Kepemimpinan tidak dimaknai sebagai tujuan akhir, melainkan amanah yang dijalani dalam periode tertentu.
“Jabatan itu periodik. Bisa tiga tahun, lima tahun, selesai. Tapi bagaimana kita memperlakukan sesama pengurus dan anggota, itu akan melekat hingga akhir hayat,” ujarnya.
Sementara itu, Ketua PWI Kukar terpilih periode 2025–2028, Andi Wibowo, menyampaikan komitmennya untuk membawa PWI Kukar menjadi organisasi yang profesional, berintegritas, dan sejahtera. Visi tersebut menjadi arah utama kepengurusannya selama tiga tahun ke depan.
Dalam visi yang diusung, Andi Wibowo menekankan penguatan kualitas wartawan sebagai kunci menjaga kepercayaan publik terhadap pers.
Profesionalisme, menurutnya, harus dibangun melalui peningkatan kompetensi dan pemahaman etika jurnalistik secara berkelanjutan.
Untuk mewujudkan visi tersebut, ia merumuskan sejumlah misi strategis.
“Di antaranya dengan meningkatkan profesionalisme wartawan melalui pendidikan dan pelatihan berkelanjutan, serta memperkuat peran PWI dalam advokasi dan perlindungan anggota,” ungkapnya.
Selain itu, Andi Wibowo juga menekankan pentingnya membangun kemitraan yang sehat dengan pemerintah, stakeholder, dan masyarakat, tanpa menghilangkan independensi pers.
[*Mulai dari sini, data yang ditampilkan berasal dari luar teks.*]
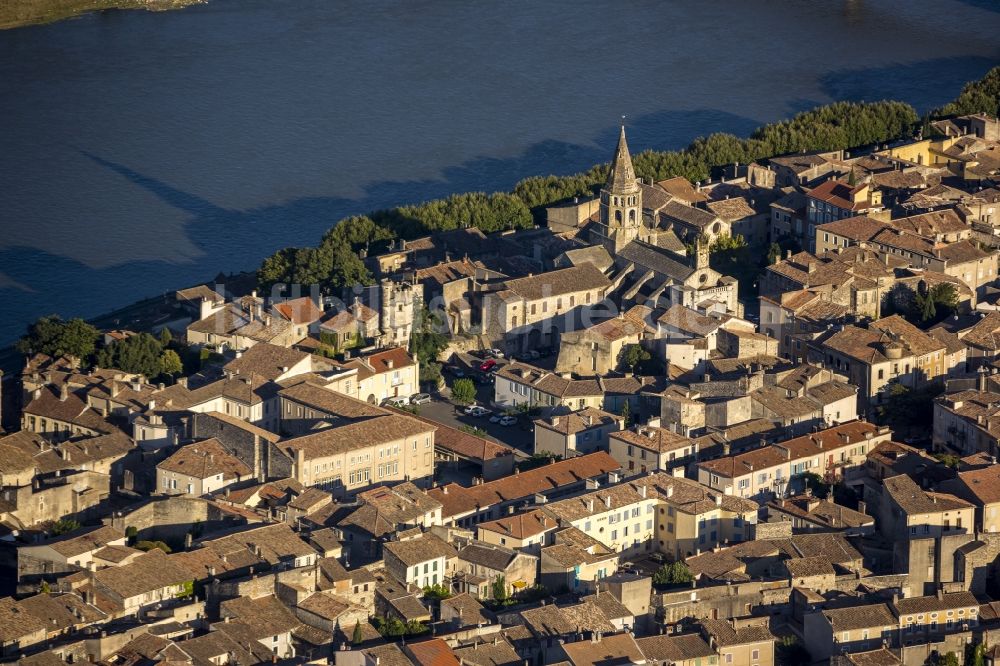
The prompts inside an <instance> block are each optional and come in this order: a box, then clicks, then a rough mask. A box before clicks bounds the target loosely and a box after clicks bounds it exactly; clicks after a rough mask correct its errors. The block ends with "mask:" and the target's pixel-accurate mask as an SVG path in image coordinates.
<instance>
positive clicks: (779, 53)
mask: <svg viewBox="0 0 1000 666" xmlns="http://www.w3.org/2000/svg"><path fill="white" fill-rule="evenodd" d="M998 10H1000V2H993V1H986V0H983V1H973V0H967V1H964V2H963V1H959V0H933V1H928V2H924V1H921V0H898V1H886V2H864V1H862V0H854V1H836V0H825V1H818V2H791V1H789V2H779V1H776V0H767V1H761V2H750V1H748V0H728V1H727V0H714V1H713V2H704V1H703V0H689V1H681V0H679V1H672V2H662V1H649V2H626V1H624V0H622V1H619V2H607V3H598V2H587V1H584V0H575V1H573V2H537V1H532V2H528V1H525V2H520V1H517V0H513V1H508V2H487V1H485V0H483V1H481V2H477V1H474V2H468V1H467V0H461V1H457V0H456V1H454V2H451V1H439V2H422V1H419V0H404V1H398V2H388V1H387V2H379V1H377V0H365V1H364V2H361V1H353V0H211V1H210V2H209V3H208V4H205V5H199V6H194V7H190V8H187V9H183V10H180V11H174V12H165V13H148V12H143V11H128V12H106V13H102V14H92V15H88V16H84V17H82V18H78V19H74V20H70V21H65V22H61V23H56V24H52V25H45V26H34V27H27V28H21V29H17V30H11V31H7V32H0V129H2V131H0V314H2V316H0V342H7V341H10V340H12V339H13V338H15V337H16V336H17V335H19V334H20V333H21V332H22V331H23V329H24V326H25V324H26V323H28V322H30V321H31V320H33V319H34V318H36V317H38V316H39V315H43V314H48V313H53V312H59V313H61V314H63V315H64V316H78V315H79V316H92V315H96V314H99V313H101V312H103V311H107V310H110V309H113V308H116V307H120V306H123V305H127V304H129V303H131V302H133V301H135V300H138V299H140V298H143V297H147V296H153V295H156V294H162V293H164V292H165V291H169V290H172V289H175V288H178V287H183V286H187V285H189V284H191V283H194V282H197V281H201V280H207V279H211V278H212V277H213V276H214V275H215V274H216V273H218V272H219V271H226V272H229V271H238V270H245V269H252V268H255V267H256V266H257V265H258V264H259V263H260V260H261V259H262V258H263V257H264V256H266V255H268V254H270V253H271V252H273V251H274V250H275V249H277V248H280V247H285V246H288V245H304V244H311V243H314V242H316V241H317V240H318V239H319V237H320V236H321V235H322V233H323V232H324V231H325V230H326V229H327V228H328V227H329V226H330V225H331V224H332V223H333V222H335V221H336V220H337V219H339V218H341V217H343V216H345V215H349V214H354V213H361V212H365V211H368V210H370V209H372V208H378V207H386V206H392V205H396V204H402V203H409V202H416V201H421V200H424V199H429V198H435V197H439V196H442V195H446V194H448V193H451V192H458V191H467V190H488V191H493V190H501V189H509V188H510V187H511V186H512V185H513V184H514V183H515V182H516V181H517V180H518V179H520V178H521V177H523V176H528V175H534V174H540V173H569V172H573V171H575V170H579V169H582V168H585V167H588V166H590V165H591V164H593V163H595V162H598V161H602V160H605V159H607V157H608V155H609V154H610V152H611V150H612V148H613V145H614V141H615V136H616V124H617V123H618V122H619V118H620V117H621V116H622V115H623V114H626V115H627V123H628V125H629V132H630V136H629V139H630V142H631V144H632V147H633V149H634V150H640V149H643V148H647V147H653V148H675V147H680V146H683V145H685V144H687V143H688V142H689V141H690V140H691V139H692V138H694V137H695V136H697V135H699V134H705V133H708V132H711V131H717V130H726V131H731V132H736V133H740V134H745V133H748V132H749V131H750V130H751V129H753V128H754V127H755V126H757V125H759V124H762V123H764V122H768V121H772V120H776V119H780V118H783V117H786V116H788V115H790V114H792V113H795V112H796V111H800V110H803V109H806V108H809V107H812V106H815V105H817V104H823V103H826V102H830V101H832V100H838V99H855V100H875V99H883V98H893V99H900V100H905V101H907V102H909V103H911V104H913V105H914V106H916V107H917V108H918V109H919V110H921V111H923V110H926V109H928V108H931V107H933V106H935V105H938V104H941V103H943V102H945V101H947V100H949V99H951V98H953V97H954V96H955V94H956V93H957V92H958V90H959V89H960V87H961V85H962V83H964V82H965V81H966V80H969V79H973V78H977V77H979V76H981V75H982V74H983V73H985V72H986V71H987V70H988V69H989V68H990V67H991V66H993V65H996V64H997V63H998V62H1000V38H998V34H1000V11H998Z"/></svg>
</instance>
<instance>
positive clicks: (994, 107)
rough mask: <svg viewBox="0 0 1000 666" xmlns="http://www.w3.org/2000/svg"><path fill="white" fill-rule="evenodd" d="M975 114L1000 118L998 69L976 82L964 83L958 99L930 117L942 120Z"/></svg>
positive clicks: (971, 81)
mask: <svg viewBox="0 0 1000 666" xmlns="http://www.w3.org/2000/svg"><path fill="white" fill-rule="evenodd" d="M976 113H986V114H989V115H991V116H993V117H997V116H1000V67H994V68H993V69H991V70H990V71H989V72H987V73H986V76H984V77H983V78H981V79H979V80H977V81H970V82H969V83H966V84H965V85H964V86H963V87H962V92H960V93H959V94H958V97H956V98H955V99H954V100H953V101H952V102H950V103H948V104H945V105H944V106H942V107H941V108H940V109H935V110H934V112H933V113H932V114H931V115H932V117H934V118H944V117H947V116H967V115H972V114H976Z"/></svg>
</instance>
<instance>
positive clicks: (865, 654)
mask: <svg viewBox="0 0 1000 666" xmlns="http://www.w3.org/2000/svg"><path fill="white" fill-rule="evenodd" d="M892 173H896V172H892ZM844 656H845V657H846V659H847V661H848V663H851V664H853V665H854V666H899V665H900V664H902V663H903V662H901V661H900V660H899V658H898V657H896V655H894V654H893V653H892V652H890V651H889V650H888V649H887V648H884V647H883V648H879V649H878V650H870V651H868V652H851V653H848V654H846V655H844Z"/></svg>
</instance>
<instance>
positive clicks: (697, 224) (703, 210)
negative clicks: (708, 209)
mask: <svg viewBox="0 0 1000 666" xmlns="http://www.w3.org/2000/svg"><path fill="white" fill-rule="evenodd" d="M660 217H661V219H662V218H666V219H667V220H670V221H673V222H679V223H681V224H684V225H687V226H690V227H695V228H698V229H706V228H708V227H709V226H711V224H712V223H713V222H716V221H717V220H718V219H719V216H718V215H716V214H715V213H713V212H709V211H707V210H704V209H702V208H695V207H694V206H688V205H686V204H683V203H681V202H680V201H671V202H669V203H667V204H666V205H665V206H664V207H663V208H661V209H660Z"/></svg>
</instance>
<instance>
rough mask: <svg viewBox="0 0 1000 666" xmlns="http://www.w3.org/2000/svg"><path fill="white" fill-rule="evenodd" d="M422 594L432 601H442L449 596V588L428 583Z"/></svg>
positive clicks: (450, 594) (443, 586)
mask: <svg viewBox="0 0 1000 666" xmlns="http://www.w3.org/2000/svg"><path fill="white" fill-rule="evenodd" d="M424 596H425V597H426V598H428V599H430V600H432V601H443V600H444V599H448V598H449V597H451V590H449V589H448V588H447V587H445V586H444V585H428V586H426V587H425V588H424Z"/></svg>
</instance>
Kemitraan tersebut diharapkan mampu mendukung program-program PWI Kukar secara berkelanjutan.
Isu kesejahteraan wartawan juga menjadi perhatian utama.
“Tak lain, memperjuangkan peningkatan kesejahteraan dan kemandirian ekonomi wartawan, sebagai bagian tak terpisahkan dari upaya meningkatkan kualitas kerja jurnalistik,” pungkasnya.(*)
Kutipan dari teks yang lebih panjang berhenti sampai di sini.